The familiar old slogan: 'Cook it, boil it, peel it, - or leave it' is still the most important basic rule to follow.
A good many stomach infections can be avoided by taking some simple precautions.
- Always wash your hands twice with soap before using them to put anything at all in your mouth and dry your hands by air or a clean towel. Wet hands still carry a significant risk of infection. In the field you can always take a plastic bottle of soapy water or special antiseptic wipes with you.
- Avoid the local drinking water, dairy products and ice cream in destinations where there is a high risk.
- Eat only fresh foods that have been directly and sufficiently heat-treated.
- Salads washed in the local drinking water are obviously a risk - watch out for the dressing as well.
- Shellfish and fish that have been on display in the sun all day or have lived in the water from a sewage outlet are obviously not the things to eat.
- Food stalls on the street are exciting, but are not advised owing to their doubtful hygiene
- Take a look inside the kitchen at the place where you are intending to eat. If it is swarming with flies, which spread more infection than all other insects put together, or if there is leftover food in the pots, and the chef/waiter has visible boils or infected sores, find somewhere else to eat.
- Products from home distilleries can be a real health disaster.
- Avoid pouring ice-cold drinks down into a warm stomach (does not cause infection, but stomach cramps).
Prevention with medicines
. Vaccination against hepatitis A, either with active vaccine or with gammaglobulin, is always to be recommended. Although hepatitis A does not cause travellers' diarrhoea, the infection is typically transmitted with infected food/drinks. In Europe, freeze-dried lactic acid bacteria capsules are popular, but there is no proof that they work.
Treatment of travellers' diarrhoea
As mentioned, the majority of cases will calm down within five to eight days and do not require any drug treatment.

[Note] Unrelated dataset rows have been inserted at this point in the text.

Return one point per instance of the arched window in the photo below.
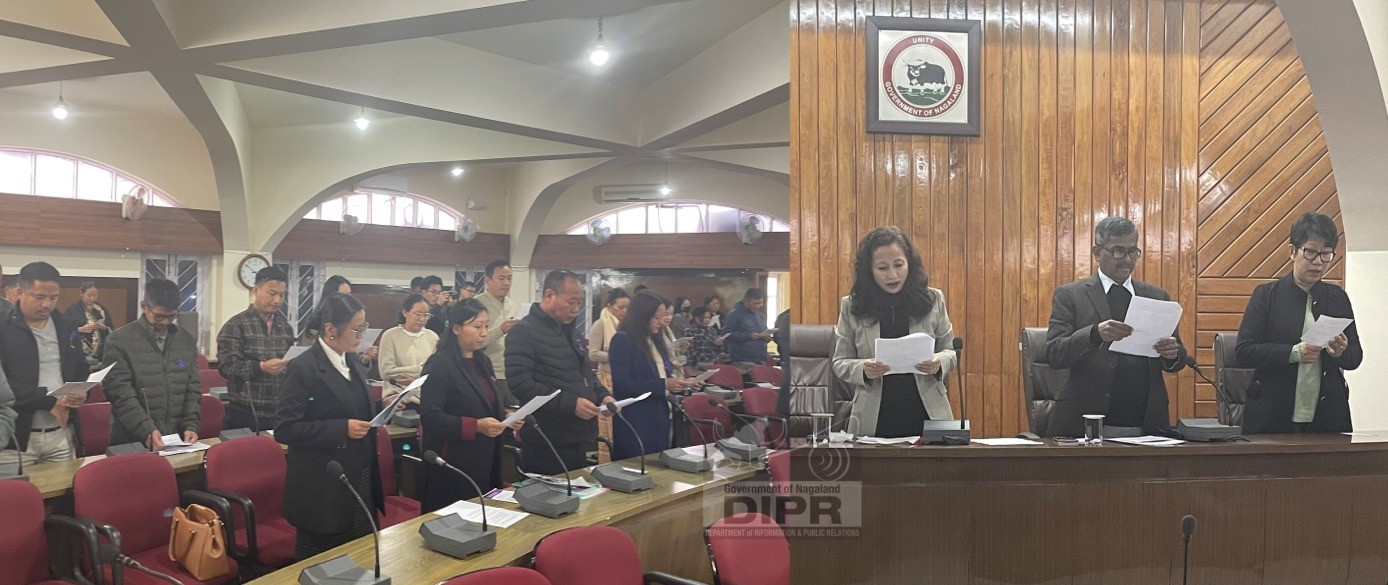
(24, 171)
(679, 217)
(385, 207)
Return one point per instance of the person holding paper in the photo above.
(325, 414)
(543, 355)
(461, 412)
(154, 388)
(1298, 384)
(640, 364)
(891, 298)
(250, 352)
(1086, 318)
(39, 352)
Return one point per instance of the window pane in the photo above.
(95, 182)
(426, 216)
(357, 204)
(15, 172)
(382, 209)
(630, 221)
(54, 177)
(332, 210)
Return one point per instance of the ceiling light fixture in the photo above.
(598, 53)
(60, 110)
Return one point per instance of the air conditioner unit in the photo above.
(630, 193)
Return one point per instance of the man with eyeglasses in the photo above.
(1086, 318)
(1299, 386)
(154, 388)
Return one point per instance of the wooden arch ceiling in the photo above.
(1195, 118)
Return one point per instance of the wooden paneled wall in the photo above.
(1090, 107)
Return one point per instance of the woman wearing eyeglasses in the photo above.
(407, 346)
(1299, 386)
(325, 412)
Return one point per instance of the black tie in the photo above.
(1119, 300)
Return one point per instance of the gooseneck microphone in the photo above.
(336, 470)
(1187, 530)
(108, 553)
(433, 457)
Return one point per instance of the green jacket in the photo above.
(170, 382)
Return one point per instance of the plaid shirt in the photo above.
(240, 346)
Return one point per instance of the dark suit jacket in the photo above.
(20, 357)
(450, 405)
(314, 407)
(1076, 309)
(1272, 327)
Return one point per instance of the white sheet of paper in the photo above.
(100, 375)
(1009, 442)
(625, 402)
(529, 407)
(902, 355)
(497, 517)
(368, 339)
(1324, 330)
(1151, 321)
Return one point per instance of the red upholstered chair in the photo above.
(211, 416)
(250, 474)
(129, 498)
(566, 557)
(761, 402)
(95, 428)
(399, 509)
(24, 552)
(701, 409)
(211, 378)
(765, 374)
(748, 549)
(728, 377)
(500, 575)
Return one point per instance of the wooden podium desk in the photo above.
(665, 521)
(1280, 509)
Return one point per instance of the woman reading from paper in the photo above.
(891, 299)
(640, 364)
(461, 413)
(1299, 384)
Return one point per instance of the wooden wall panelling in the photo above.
(1194, 118)
(317, 239)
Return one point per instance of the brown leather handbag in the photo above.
(197, 542)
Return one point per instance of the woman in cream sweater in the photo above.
(407, 346)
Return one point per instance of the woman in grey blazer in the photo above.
(891, 298)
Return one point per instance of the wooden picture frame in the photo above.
(923, 75)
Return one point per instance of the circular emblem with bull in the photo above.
(923, 75)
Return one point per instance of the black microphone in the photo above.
(1187, 530)
(336, 470)
(963, 396)
(433, 457)
(108, 553)
(568, 481)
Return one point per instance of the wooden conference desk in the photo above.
(665, 521)
(1283, 509)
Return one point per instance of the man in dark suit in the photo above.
(1086, 318)
(1299, 386)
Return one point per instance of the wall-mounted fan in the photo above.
(598, 232)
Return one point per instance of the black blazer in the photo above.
(1272, 327)
(20, 357)
(314, 406)
(450, 405)
(1076, 309)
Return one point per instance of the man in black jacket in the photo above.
(543, 355)
(38, 352)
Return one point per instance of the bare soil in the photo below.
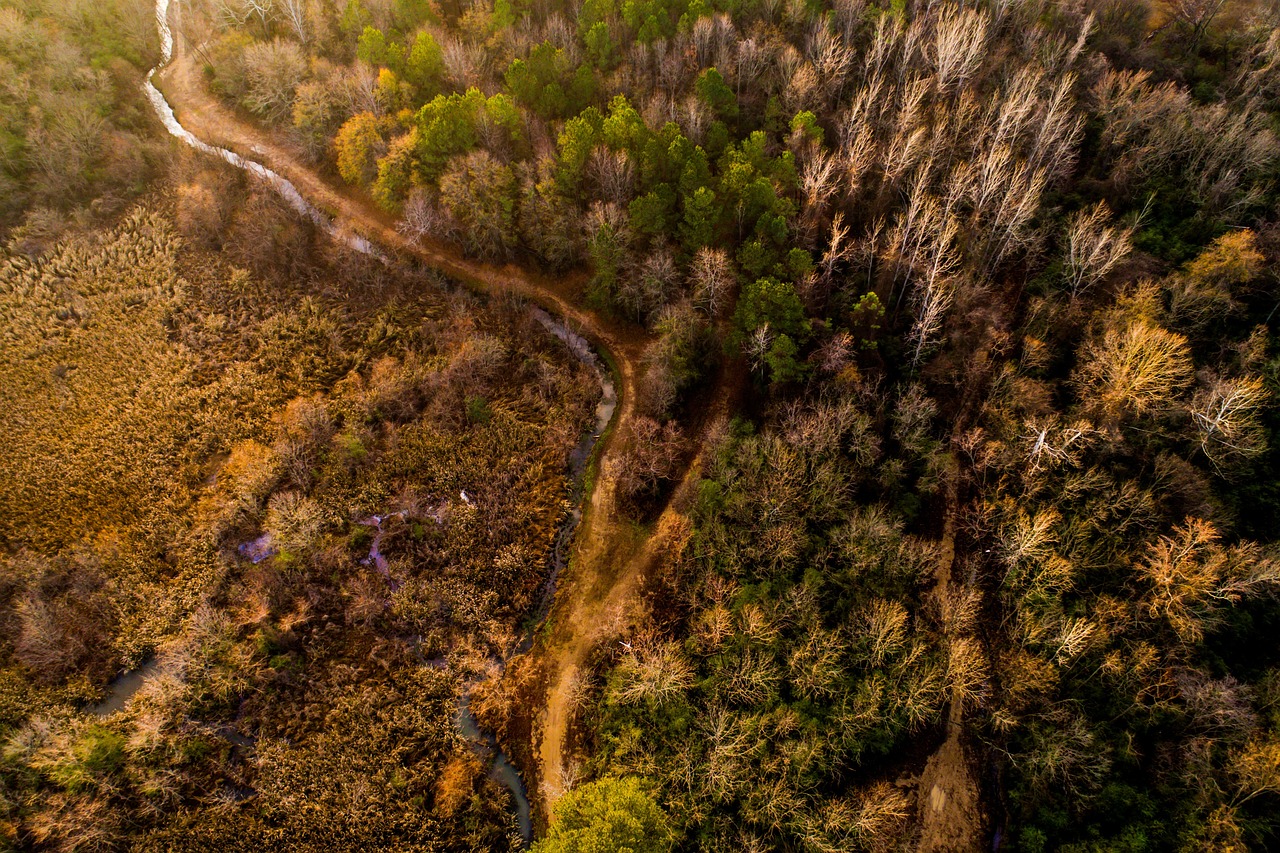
(598, 596)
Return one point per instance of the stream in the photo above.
(501, 767)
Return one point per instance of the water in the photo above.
(579, 457)
(502, 769)
(122, 689)
(278, 182)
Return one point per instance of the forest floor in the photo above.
(947, 794)
(611, 556)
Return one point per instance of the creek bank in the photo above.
(579, 459)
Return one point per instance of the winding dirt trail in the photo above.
(611, 557)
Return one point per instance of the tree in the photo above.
(1206, 290)
(607, 816)
(315, 110)
(702, 214)
(771, 302)
(480, 194)
(425, 64)
(1093, 247)
(273, 72)
(359, 146)
(713, 91)
(371, 46)
(1226, 416)
(1134, 368)
(711, 276)
(396, 172)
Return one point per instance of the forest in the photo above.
(937, 511)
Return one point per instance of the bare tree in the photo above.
(1228, 418)
(1093, 247)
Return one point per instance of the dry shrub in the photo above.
(457, 781)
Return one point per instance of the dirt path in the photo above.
(611, 557)
(949, 806)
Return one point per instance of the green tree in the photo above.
(713, 91)
(702, 213)
(425, 64)
(600, 46)
(767, 301)
(607, 816)
(447, 126)
(371, 46)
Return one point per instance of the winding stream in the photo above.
(501, 767)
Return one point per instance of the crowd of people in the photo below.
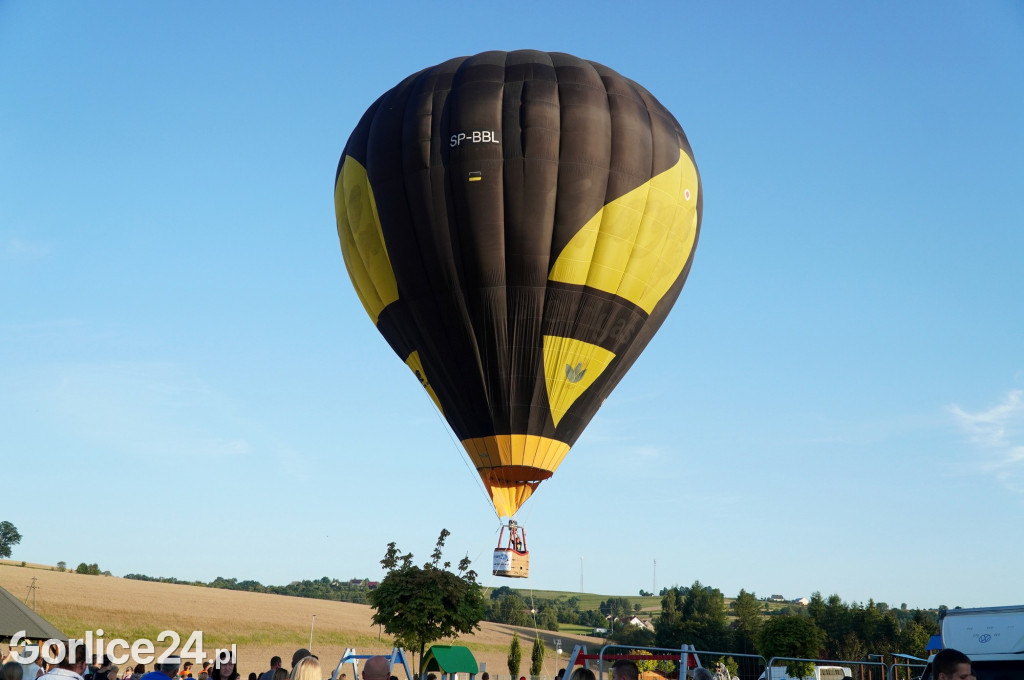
(947, 665)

On the other hand, the following can be recommended:
- drink plenty of fluids (at least 3-4 litres a day and aim to replace everything that is put out!) â more in the case of fever, vomiting and diarrhoea in the tropics. Fruit juice, diluted fresh juice (1:4), cola, broth/soup are also useful as it is also important to take in salts. A certain amount of sugar is in order, but must not be overdone. Dairy products, coffee and alcohol should be avoided.